Throughout the fall of 2016, while Flynn served publicly as a key surrogate and foreign policy adviser to Donald Trump’s presidential campaign, prosecutors say he and business partner Bijan Kian took hundreds of thousands of dollars from the Turkish government to push for the extradition from the U.S. of dissident cleric Fethullah Gulen. Their efforts, prosecutors said, were directed by Kamil Ekim Alptekin, a Turkish businessman with close ties to the country’s leadership.
U.S. law enforcement has repeatedly rejected Turkey’s efforts to bring Gulen back to his home country — despite intense pressure from Erdogan, who believes the cleric responsible for a failed 2016 coup attempt despite Gulen’s denials. By prosecutors’ account, the foreign government found a powerful and enthusiastic ally in Flynn — one who was willing on the eve of the presidential election to pen an op-ed pushing for Gulen’s expulsion.

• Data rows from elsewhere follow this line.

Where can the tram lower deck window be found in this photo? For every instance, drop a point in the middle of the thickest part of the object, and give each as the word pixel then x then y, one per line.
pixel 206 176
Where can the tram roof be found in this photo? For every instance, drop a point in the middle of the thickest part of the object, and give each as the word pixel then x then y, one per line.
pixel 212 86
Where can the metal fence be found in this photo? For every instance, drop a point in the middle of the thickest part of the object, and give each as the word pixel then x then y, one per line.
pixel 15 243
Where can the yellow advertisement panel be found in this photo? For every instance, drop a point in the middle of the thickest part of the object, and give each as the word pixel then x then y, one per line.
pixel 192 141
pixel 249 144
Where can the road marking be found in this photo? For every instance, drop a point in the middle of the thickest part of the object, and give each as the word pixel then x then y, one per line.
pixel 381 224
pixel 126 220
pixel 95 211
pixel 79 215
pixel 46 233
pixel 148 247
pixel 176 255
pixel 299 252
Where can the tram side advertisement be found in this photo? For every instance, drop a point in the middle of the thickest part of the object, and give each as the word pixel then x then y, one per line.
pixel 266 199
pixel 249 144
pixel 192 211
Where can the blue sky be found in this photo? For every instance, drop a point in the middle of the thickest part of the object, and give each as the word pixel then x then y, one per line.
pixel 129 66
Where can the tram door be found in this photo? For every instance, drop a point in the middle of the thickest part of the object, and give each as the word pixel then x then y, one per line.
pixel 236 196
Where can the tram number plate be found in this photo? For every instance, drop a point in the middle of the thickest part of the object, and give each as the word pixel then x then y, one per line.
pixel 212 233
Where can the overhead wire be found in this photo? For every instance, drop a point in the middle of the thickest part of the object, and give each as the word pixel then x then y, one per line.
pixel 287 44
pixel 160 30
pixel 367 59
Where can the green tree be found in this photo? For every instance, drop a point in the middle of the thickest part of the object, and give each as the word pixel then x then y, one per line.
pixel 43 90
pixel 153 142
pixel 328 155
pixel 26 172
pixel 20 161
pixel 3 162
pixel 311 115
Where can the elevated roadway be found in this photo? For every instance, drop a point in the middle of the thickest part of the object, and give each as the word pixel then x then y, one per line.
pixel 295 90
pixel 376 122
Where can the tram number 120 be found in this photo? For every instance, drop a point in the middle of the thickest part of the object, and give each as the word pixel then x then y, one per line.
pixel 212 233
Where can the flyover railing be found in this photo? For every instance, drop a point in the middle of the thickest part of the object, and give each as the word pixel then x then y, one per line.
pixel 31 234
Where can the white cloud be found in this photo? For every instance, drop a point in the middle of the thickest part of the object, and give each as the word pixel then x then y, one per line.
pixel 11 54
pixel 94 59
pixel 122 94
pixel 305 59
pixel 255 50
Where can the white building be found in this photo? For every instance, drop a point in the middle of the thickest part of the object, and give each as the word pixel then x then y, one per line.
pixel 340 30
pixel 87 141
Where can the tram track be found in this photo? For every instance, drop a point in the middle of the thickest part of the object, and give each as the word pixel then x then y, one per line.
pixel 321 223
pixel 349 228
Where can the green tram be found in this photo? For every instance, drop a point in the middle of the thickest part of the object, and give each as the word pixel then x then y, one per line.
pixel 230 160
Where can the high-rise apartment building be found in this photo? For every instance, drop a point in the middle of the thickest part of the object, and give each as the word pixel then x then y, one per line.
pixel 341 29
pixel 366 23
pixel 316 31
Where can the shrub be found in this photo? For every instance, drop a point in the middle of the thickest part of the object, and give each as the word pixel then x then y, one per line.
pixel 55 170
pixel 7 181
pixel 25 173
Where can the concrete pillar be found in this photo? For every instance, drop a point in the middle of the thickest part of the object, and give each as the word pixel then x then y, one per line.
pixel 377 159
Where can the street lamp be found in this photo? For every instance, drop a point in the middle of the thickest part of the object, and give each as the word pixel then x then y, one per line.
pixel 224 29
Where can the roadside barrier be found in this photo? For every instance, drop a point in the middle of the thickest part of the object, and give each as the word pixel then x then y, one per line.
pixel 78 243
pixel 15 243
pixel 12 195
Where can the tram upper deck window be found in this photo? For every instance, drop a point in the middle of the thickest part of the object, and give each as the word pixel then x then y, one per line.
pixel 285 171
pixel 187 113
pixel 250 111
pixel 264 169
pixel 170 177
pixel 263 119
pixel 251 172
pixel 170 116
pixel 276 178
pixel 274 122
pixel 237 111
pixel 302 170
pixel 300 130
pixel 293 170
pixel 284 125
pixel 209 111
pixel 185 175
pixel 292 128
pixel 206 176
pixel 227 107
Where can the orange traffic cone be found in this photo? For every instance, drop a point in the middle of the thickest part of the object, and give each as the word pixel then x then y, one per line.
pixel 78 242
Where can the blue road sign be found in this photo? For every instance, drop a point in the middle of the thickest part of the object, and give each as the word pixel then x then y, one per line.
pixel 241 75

Flynn already admitted last year to lying about his business with the Turkish government and agreed to cooperate with law enforcement in a deal with Special Counsel Robert Mueller’s team. That almost certainly helped produce charges against Kian and Alptekin. But the indictment Monday spells out for the first time how intimately Flynn was involved in the effort, which involved weekly conference calls to coordinate with Turkish officials.
Flynn’s piece in The Hill, which called Gulen a “radical cleric … running a scam,” was the culmination of a monthslong public and private lobbying campaign for which the Turkish government agreed to pay Flynn’s consulting firm $600,000, according to the indictment.
The money was funneled through a company run by Alptekin — who also arranged meetings and delivered guidance from his country’s leaders — to obscure that the effort was directed by Turkey, according to the indictment.